A white paper published by the Society for Industrial and Organizational Psychology found that in a survey of telecommuters, participants said that working remotely significantly increased job satisfaction and relationships with supervisors, and significantly lowered work-related stress.
This is because virtual offices give employees the freedom to manage themselves, which can have major benefits if you have the right team.
Less opportunity for office conflict
Even the most amicable offices have their issues. It’s difficult to gather a group of people with differing personalities and not experience some conflicts or disagreements. Virtual offices allow companies to continue to be productive without creating an environment where personalities may clash. And communication doesn’t suffer – teams can always be brought together via messaging or video conferencing apps when a question or issue comes up that requires communication with the whole team.
The cons of virtual offices
Lack of physical space
There are plenty of pros when it comes to virtual offices. But what are the cons? There surely have to be some, right? Well, there are, indeed, some downsides to virtual offices.
The lack of physical space is naturally the most important one, and it is something that business owners have to include in their business plan. If space is something that will be needed later on, virtual offices might not be worth the upfront cost savings.

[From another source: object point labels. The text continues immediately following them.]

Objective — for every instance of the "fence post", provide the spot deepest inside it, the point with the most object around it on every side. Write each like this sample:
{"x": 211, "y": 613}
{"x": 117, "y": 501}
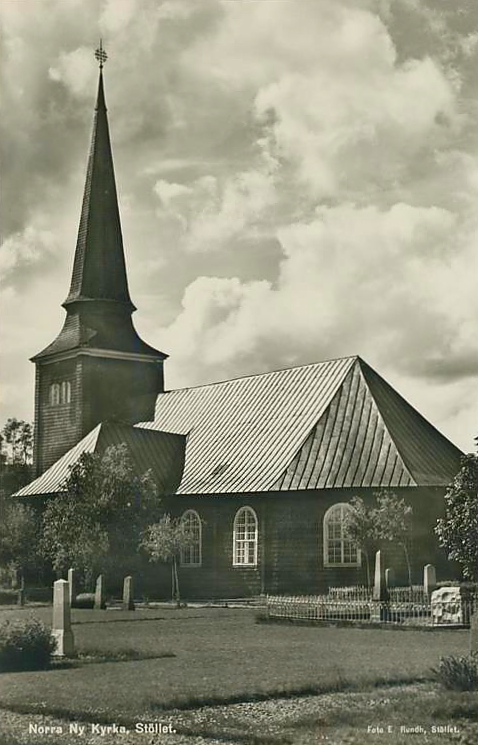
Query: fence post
{"x": 474, "y": 633}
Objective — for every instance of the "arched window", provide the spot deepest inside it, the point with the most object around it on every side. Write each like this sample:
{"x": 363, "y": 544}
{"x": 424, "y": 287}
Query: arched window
{"x": 65, "y": 392}
{"x": 192, "y": 555}
{"x": 338, "y": 550}
{"x": 54, "y": 394}
{"x": 245, "y": 533}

Although increasingly less necessary in today’s digital world, many businesses are not sustainable without a physical space. If you’re in a client-services business, having a physical location communicates a sense of permanence and professionalism that is hard to attain with a virtual office.
The nature of your business will largely determine if a virtual office is right for you. The future of work will most likely feature a hybrid of both virtual and in-person communication, and as a business owner, you’ll have to decide where you land on that spectrum.

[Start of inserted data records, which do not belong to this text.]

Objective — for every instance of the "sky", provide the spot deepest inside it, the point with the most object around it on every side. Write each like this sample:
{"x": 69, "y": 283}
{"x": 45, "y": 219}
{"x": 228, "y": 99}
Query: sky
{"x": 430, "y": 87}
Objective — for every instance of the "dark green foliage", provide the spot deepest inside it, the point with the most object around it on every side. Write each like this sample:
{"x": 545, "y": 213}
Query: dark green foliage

Although remote work has its obvious benefits, diminished contact with co-workers can lead to isolation within a company. Face-to-face contact builds a sense of companionship and trust that is hard to replicate in a virtual office.

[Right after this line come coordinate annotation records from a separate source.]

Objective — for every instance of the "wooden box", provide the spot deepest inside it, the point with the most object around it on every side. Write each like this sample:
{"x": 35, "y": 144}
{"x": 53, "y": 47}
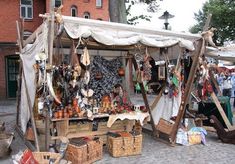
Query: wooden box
{"x": 164, "y": 126}
{"x": 125, "y": 146}
{"x": 85, "y": 154}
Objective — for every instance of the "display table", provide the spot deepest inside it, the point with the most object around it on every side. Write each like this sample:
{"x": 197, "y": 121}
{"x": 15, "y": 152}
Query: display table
{"x": 209, "y": 108}
{"x": 138, "y": 116}
{"x": 98, "y": 125}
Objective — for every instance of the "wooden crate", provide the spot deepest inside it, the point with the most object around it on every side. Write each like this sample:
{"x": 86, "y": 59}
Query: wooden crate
{"x": 164, "y": 126}
{"x": 85, "y": 154}
{"x": 125, "y": 146}
{"x": 47, "y": 157}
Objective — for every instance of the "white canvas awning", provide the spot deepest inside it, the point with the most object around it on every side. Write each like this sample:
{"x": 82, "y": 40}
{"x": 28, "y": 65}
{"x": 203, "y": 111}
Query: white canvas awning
{"x": 109, "y": 33}
{"x": 224, "y": 53}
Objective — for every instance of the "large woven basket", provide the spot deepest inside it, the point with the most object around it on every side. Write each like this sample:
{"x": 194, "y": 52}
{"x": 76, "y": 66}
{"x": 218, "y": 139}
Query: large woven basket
{"x": 47, "y": 157}
{"x": 125, "y": 146}
{"x": 85, "y": 154}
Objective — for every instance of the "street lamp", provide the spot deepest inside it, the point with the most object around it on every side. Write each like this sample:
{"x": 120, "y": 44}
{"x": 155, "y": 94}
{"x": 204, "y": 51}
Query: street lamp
{"x": 166, "y": 15}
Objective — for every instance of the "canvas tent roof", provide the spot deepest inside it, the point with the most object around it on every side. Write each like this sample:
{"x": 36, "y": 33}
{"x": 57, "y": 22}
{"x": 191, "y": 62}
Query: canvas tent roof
{"x": 225, "y": 53}
{"x": 110, "y": 33}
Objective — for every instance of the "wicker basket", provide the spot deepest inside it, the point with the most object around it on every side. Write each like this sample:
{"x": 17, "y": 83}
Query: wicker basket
{"x": 125, "y": 146}
{"x": 164, "y": 126}
{"x": 47, "y": 157}
{"x": 85, "y": 154}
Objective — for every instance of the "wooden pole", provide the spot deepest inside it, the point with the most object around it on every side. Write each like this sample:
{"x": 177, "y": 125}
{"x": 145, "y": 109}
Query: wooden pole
{"x": 145, "y": 99}
{"x": 19, "y": 78}
{"x": 188, "y": 88}
{"x": 31, "y": 107}
{"x": 51, "y": 31}
{"x": 19, "y": 40}
{"x": 50, "y": 51}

Team-building exercises, office parties and after-work social gatherings may seem unnecessary if your entire office works remotely. However, these activities can be great morale boosters and help build a sense of community within the workplace.
As a business owner, you can always decide to promote a culture of connectivity and interpersonal relationships, even if you opt for a virtual office. Scheduling the occasional in-person meeting or community gathering can be a good way to harness the benefits of a virtual office without sacrificing human connection.
Potential for decreased productivity
Although a virtual office may boost worker productivity, there is the potential for slacking. Many employees need the structure and discipline that a physical office provides to do their best work.
Communications may suffer if team members are emailing each other back and forth rather than having a direct conversation. If clear, actionable goals are not set and recorded it can be hard to tell if everything is running smoothly, or if employees are cutting corners because they don’t have a supervisor looking over their shoulders.
Every employee is different, and while one may benefit from telecommuting, another may suffer. As a business leader, you have to determine what is best for your team.
So, what’s the verdict?
At the end of the day, it all comes down to the specific needs of your business. If you are looking for a cheap alternative to regular office space and don’t need additional physical space, virtual offices might be exactly what you are looking for.
It is easy to survey the current business landscape and see that, and there is no reason why your own business venture couldn’t benefit as well from a remote workforce.
Consider what your business needs and how it will operate to determine whether this is the best option for you.